Izerka była wśród 1033 bibliotek, które zarejestrowały się na mapie akcji . Celnie wybrano hasło „Klimat na czytanie” czyli dobry czas na czytanie. Z powodu pandemii wydarzenia kulturalne były w większości odwołane, autor stał się hybrydowy, obecnie bardzo modne słowo. Wiele działań toczy się w systemie online, słowem trudne czasy dla kultury, biblioteki musza stosować reguły narzucone przez pandemię.
W tym trudnym czasie biblioteki pokazały jak ważne i potrzebne są biblioteki.
Izerka rok temu 5.X.2019r przeprowadziła zajęcia, warsztaty „Gdy za oknem jesień- czyli literacko kulinarna sobota „Pysznie z bohaterami literackimi”.
Była pogadanka o roślinach, ziołach, które rosną nad rzeką Kwisą, było też zespołowe układanie menu z posiadanych składników dla bohaterów literackich np. Kubusia Puchatka, Harry Pottera. Wykonaliśmy „Obrazki” ze składników spożywczych (makaron, kasza, zioła…) Nie zabrakło dyskusji , burzy mózgów, głośnego czytania fragmentów książek „Cukiernia pod Pierożkiem z Wiśniami”, wystawy książek kulinarnych, projekcji filmu „Ptyś i Bill”.
10.X.2020r rozpoczęliśmy Noc Bibliotek punktualnie o godz. 19, zachowując Reżim Sanitarny. W porównaniu z rokiem ubiegłym, niestety formuła była całkowicie odmienna, wręcz nowa dla nas. Wcześniejsze zapisy były wskazane, zadbaliśmy o środki bezpieczeństwa, niestety dynamiczny rozwój pandemii, przyczyniła się, że zaplanowane na „Noc Bibliotek” spotkanie autorskie z wrocławską pisarką Jolanta Maria Kaletą, która w powieściach rozwiązuje głównie tajemnice na Dolnym Śląsku. Czytelnicy i sama autorka, z wielką radością czekali na wspólną „Noc Bibliotek”.
Na autorkę czekała książka „Taniec pszczół” o czasach wojny, w której jest m.in. opowiadanie Jolanty Marii Kalety „Niepewność”, a inspiracją do napisania był zamach bombowy we Wrocławiu przez oddział specjalny Armii Krajowej „Zagra – Lin”.
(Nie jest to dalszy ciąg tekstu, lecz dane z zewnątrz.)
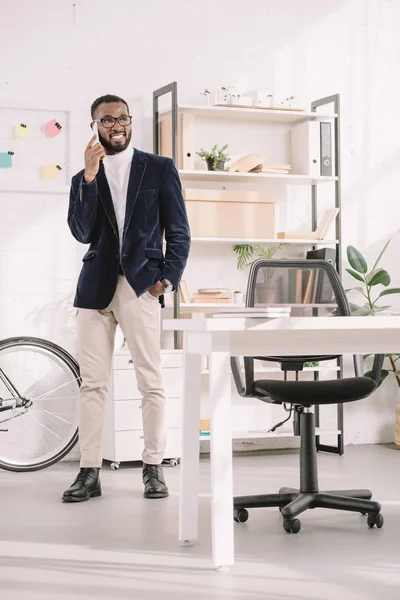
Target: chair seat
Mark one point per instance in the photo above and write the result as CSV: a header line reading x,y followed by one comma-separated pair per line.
x,y
309,393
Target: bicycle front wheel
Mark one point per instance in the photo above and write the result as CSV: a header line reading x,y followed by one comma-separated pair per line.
x,y
47,380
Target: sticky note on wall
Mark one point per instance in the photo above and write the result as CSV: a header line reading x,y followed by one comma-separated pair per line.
x,y
5,160
50,171
52,128
21,130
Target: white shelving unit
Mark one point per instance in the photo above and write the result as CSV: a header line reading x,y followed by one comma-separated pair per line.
x,y
297,242
214,121
224,176
237,113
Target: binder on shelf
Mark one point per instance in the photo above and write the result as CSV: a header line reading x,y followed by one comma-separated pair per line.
x,y
318,234
186,146
326,149
323,288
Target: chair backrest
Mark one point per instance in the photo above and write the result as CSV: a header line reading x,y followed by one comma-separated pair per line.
x,y
311,288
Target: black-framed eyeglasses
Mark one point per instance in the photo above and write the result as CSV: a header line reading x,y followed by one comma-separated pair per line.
x,y
109,122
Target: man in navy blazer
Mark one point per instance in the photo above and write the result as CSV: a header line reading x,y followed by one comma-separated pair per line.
x,y
123,203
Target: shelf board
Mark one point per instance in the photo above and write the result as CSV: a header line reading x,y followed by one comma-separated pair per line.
x,y
300,242
245,435
267,115
225,176
278,370
210,307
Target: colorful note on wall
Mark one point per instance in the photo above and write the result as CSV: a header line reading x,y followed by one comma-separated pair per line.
x,y
52,128
6,160
50,171
21,130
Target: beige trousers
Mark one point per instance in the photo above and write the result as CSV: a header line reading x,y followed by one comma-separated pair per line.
x,y
139,319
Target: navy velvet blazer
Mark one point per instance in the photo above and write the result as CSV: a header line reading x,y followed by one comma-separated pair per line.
x,y
154,207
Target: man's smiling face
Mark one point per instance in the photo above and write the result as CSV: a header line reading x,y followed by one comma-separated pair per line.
x,y
116,138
Wzruszające opowiadanie przeczytała Izabela Janiak, następnie opowiedziała że „Zdrowie jest pyszne” czyli o przyprawach, mieliśmy okazję poczuć aromat: wanilii, kardamonu, czekolady, kakao, oczywiście długo rozmawialiśmy o książkach pani Kalety, o covidzie, że zmienia nasze życie.
Na zakończenie życząc zdrowia i lepszego spotkania za rok w „Noc Bibliotek.”
My od razu 2 egz. książki „Taniec pszczół” wypożyczyliśmy naszym czytelnikom niestety bez autografu.